Pelophryne penrissenensis
- Conservation status: Least Concern (IUCN 3.1)

Scientific classification
- Kingdom: Animalia
- Phylum: Chordata
- Class: Amphibia
- Order: Anura
- Family: Bufonidae
- Genus: Pelophryne
- Species: P. penrissenensis
- Binomial name: Pelophryne penrissenensis Matsui, Nishikawa, Eto, and Hossman, 2017

= Pelophryne penrissenensis =

- Authority: Matsui, Nishikawa, Eto, and Hossman, 2017
- Conservation status: LC

Species of amphibian

Pelophryne penrissenensis, also known as Penrissen dwarf toad, is a species of toad in the family Bufonidae. It is endemic to Borneo and only known from Mount Penrissen in Sarawak (East Malaysia), its type locality that also gave this species its specific name. Its actual range might be wider and extend into nearby Kalimantan (Indonesia). It is the sister taxon of Pelophryne signata.

==Description==
Two adult males in the type series measure 25–28 mm and a single adult female 31 mm in snout–vent length. The overall appearance is moderately slender. The snout is truncate. The tympanum is visible, oval in shape. The forelimbs are thin and long; the hindlimbs are slender and moderately long. Both the fingers and toes have fleshy webbing characteristic to all Pelophryne. The finger and toe tips bear small discs. Skin is dorsally and laterally scattered with tubercles of various sizes. Colouration is clay brown, with darker spots. There is a dark brown interorbital triangle and a dark brown triangle from the mid-trunk to above the cloaca; together, these form a light hourglass pattern. In some individuals, the dark dorsal pattern is reduced into scattered dots.

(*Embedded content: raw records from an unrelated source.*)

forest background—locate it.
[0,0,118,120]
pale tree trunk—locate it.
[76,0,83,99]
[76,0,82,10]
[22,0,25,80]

==Habitat and conservation==
Pelophryne penrissenensis occurs in primary, hilly lower montane tropical rainforest at elevations of 1000–1200 m above sea level. Specimens have been spotted on leaves, on and around rocks, always <2 m above ground. It probably breeds by larval development, as other Pelophryne. It is sympatric with Pelophryne signata, but less abundant.

Although this species is only known from one locality, it is relatively common there, not facing known threats, and believed to have a stable population. Some habitat conversion has occurred at the lower end of its altitudinal range, but higher up its habitat is considered safe. Hence, it has been assessed as a species of "least concern" by IUCN. Mount Penrissen is an Important Bird Area but enjoys no formal protection.